The pair’s approach to design and the manufacturing process is fascinatingly brought to life in the new book, which features products and projects alongside essays by leading figures in the design world, including the Design Museum’s director Deyan Sudjic.

Instead of simply reproducing glossy photographs of finished products the designers, who wrote the product descriptions themselves, have taken care to include drawings as well as images of models and raw materials. It’s the kind of book they would have liked when they were students. ‘When we were students and we looked at books about furniture designers and product designers it was all about the finished product,’ says Barber. ‘You might have a sketch in there but you couldn’t follow the whole process. It was always a bit mysterious: how did they get to this perfectly formed piece of plastic?’

Leafing through The Design Work of Edward Barber and Jay Osgerby, what’s immediately striking is the breadth of the work, from an asymmetric bottle for Coca Cola to the Loop Table that first brought BarberOsgerby to the attention of Italian architect, designer and manufacturer Giulio Cappellini, and from the folded aluminium facade of the H&M store in Los Angeles to a nautical-themed sculpture in the grounds of the Royal Naval College at Greenwich.

This plurality benefits from the close relationship between BarberOsgerby and Universal Design Studio, the architecture and interior design practice also owned by Barber and Osgerby. The two practices share a studio and a creative partnership. ‘They’re mutually beneficial,’ says Barber. ‘Universal has some of the most talented architects and interior designers working in London, and we have all the BarberOsgerby research and development expertise that we’re able to share with them.’

Originally one company, the two practices were formally split in 2001, though Osgerby says they are moving closer together on projects, such as the new gallery for the Science Museum, which require architecture, interior design and product design in more or less equal measure. ‘I think that the creative disciplines have lost their boundaries and that there’s a lot more diversity,’ says Osgerby. ‘Now you get architects doing lighting schemes and furniture designers doing gallery shows. It’s an interesting time.’

BarberOsgerby’s own gallery show, entitled Ascent, opens at the Haunch of Venison art gallery in Burlington Gardens, London this month. It will feature specially designed pieces – mostly lighting – and reflects the more conceptual side of the practice’s work. As well as sharing gallery space with one of their heroes, American artist Frank Stella, what excites Barber and Osgerby most about the show is the creative freedom it gives them.

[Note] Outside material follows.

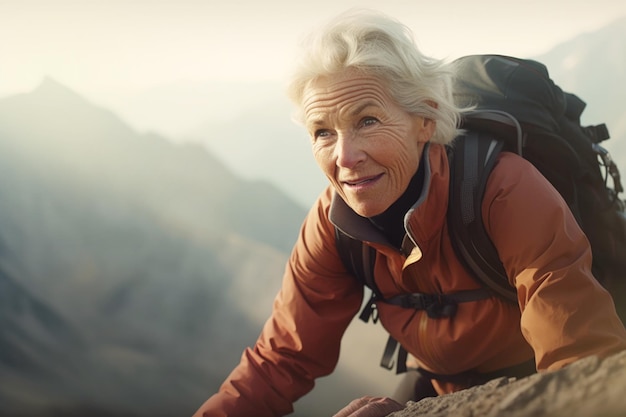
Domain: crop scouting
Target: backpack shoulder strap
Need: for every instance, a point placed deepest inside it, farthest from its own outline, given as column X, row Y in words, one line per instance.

The work was inspired by what they see as the ‘intrinsic formal beauty’ of boats and aeroplanes. ‘It’s not so much the finished form of a boat or a plane, but the design language that has inspired us,’ says Barber. ‘It’s about things being streamlined in the sense that they function in the best way possible, the language that comes from function rather than styling – an approach we call hidden design.’

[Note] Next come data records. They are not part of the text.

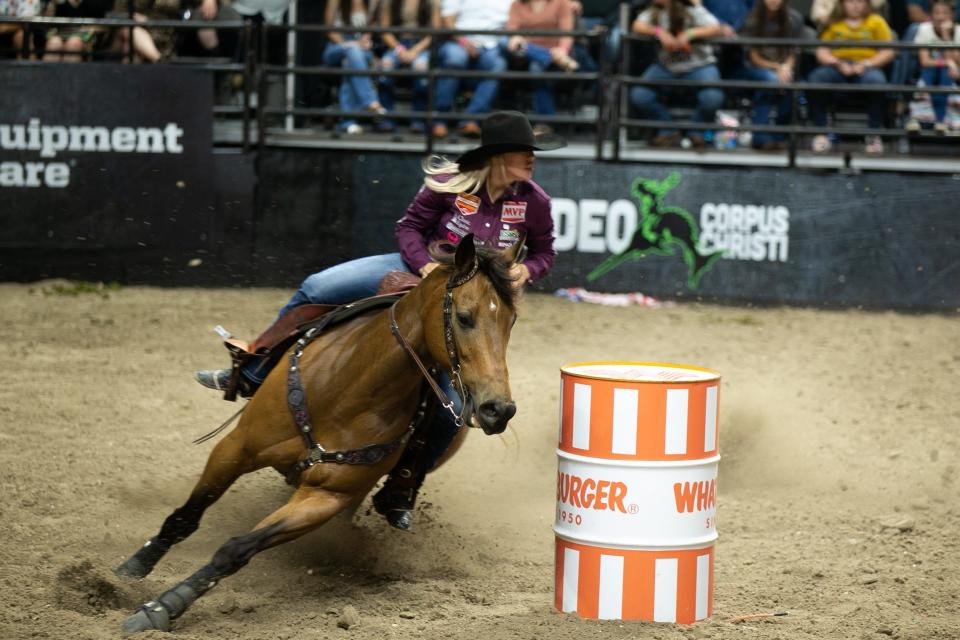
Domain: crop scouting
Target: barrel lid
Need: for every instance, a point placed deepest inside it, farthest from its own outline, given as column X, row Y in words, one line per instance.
column 640, row 372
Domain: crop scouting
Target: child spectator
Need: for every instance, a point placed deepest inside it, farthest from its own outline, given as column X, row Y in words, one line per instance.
column 477, row 51
column 682, row 28
column 854, row 65
column 938, row 67
column 776, row 65
column 11, row 35
column 540, row 53
column 67, row 43
column 352, row 51
column 406, row 50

In much the same way as haute couture influences high street fashion, the high-concept pieces in the show will feed into BarberOsgerby’s commercial furniture and interior design. But it works both ways.

‘We often come up with ideas that we can’t exploit during a particular project because it would be too time-consuming or expensive,’ says Osgerby. ‘Those ideas feed into the conceptual work and, in turn, the conceptual work helps to define the direction of our studio work. It gives us the chance to experiment in the way that an artist is free to do, unshackled by function or marketing or sales. That’s the beauty of working with a gallery.’